Baracoa Colombie, Espagne, Suisse, Etats-Unis 2019 – 90min.
Critique du film
Diriger le direct
À la croisée du réel et de la fiction, Pablo Briones entend nous raconter avec Baracoa le dernier été de deux pré-adolescents à Cuba en les plaçant dans le dispositif de mise en scène bien particulier du docufiction, qui hybride les méthodes de captation propres à la fiction et celles du cinéma direct. Un genre extrêmement particulier et qui a généré de nombreux chefs d’oeuvres, mais dont on se demande s’il était le plus adapté pour raconter cette histoire.
Leonel a 9 ans, Antuán en a 13, et tous deux vivent dans le même village à Cuba. Malgré la différence d’âge, significative au début de l’existence où tout change très vite, ils sont les meilleurs amis du monde. Mais Antuán doit bientôt déménager à La Havane, et l’été qu’ils s’apprêtent à passer ensemble pourrait bien être le dernier.
On ne pourra pas faire le reproche à Baracoa de n’avoir pas osé relever un défi extrêmement difficile, à savoir faire du docufiction avec deux acteurs très jeunes. Ils sont d’ailleurs le meilleur atout du film, tant leurs personnalités attachantes rendent le film rayonnant. Cela étant, aussi instantanément aimables que soient Antuán et Leonel, leurs aventures lassent très rapidement, la faute à un dispositif de mise en scène qui dessert grandement leur histoire.

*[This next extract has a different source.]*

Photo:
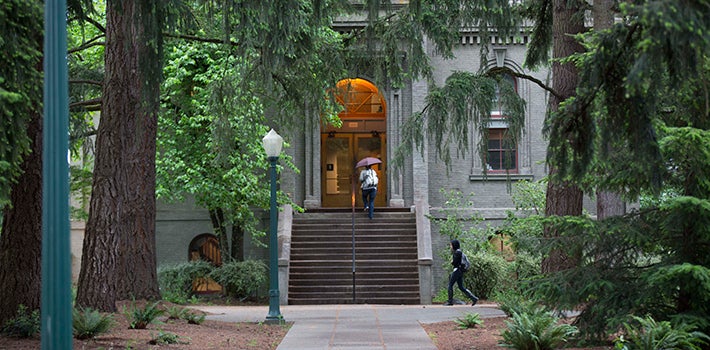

Contrairement au passionnant Moi, un Noir, dont les trois sujets magnifiaient leurs histoires grâce à la mise en fiction de leur réel et qui opérait une spectaculaire libération des personnages traversant le film, Baracoa à une tendance manifeste à enfermer ses sujets dans un carcan rigide de codes de teen-movie et du film d’errance assez ternes, pour ne pas dire plats. Guidés par un réalisateur dont on sent la présence derrière chaque plan du film, les enfants de Baracoa ont beau rejouer plusieurs épisodes marquants de leurs existences, ils ne deviennent jamais, comme cela aurait été souhaitable, les auteurs-réalisateurs de leurs propres vies. Le résultat terrible est que toutes les reconstitutions de Baracoa manquent cruellement de spontanéité et demeurent justement au stade de la simple reconstitution.
Disons-le sans détour : Baracoa est un film charmant mais très raide et dirigiste dans son rapport au réel, et donc malheureusement redondant et rapidement ennuyeux. On ne se permettra pas de douter un instant du caractère magique des caractères et des existences réelles d’Antuán et Leonel, qui sommes-nous de toutes manières pour les juger. En revanche l’enchantement ne survit que très partiellement à sa transposition à l’écran, tant la mise en scène peine à faire le pont entre le spectateur et les personnages.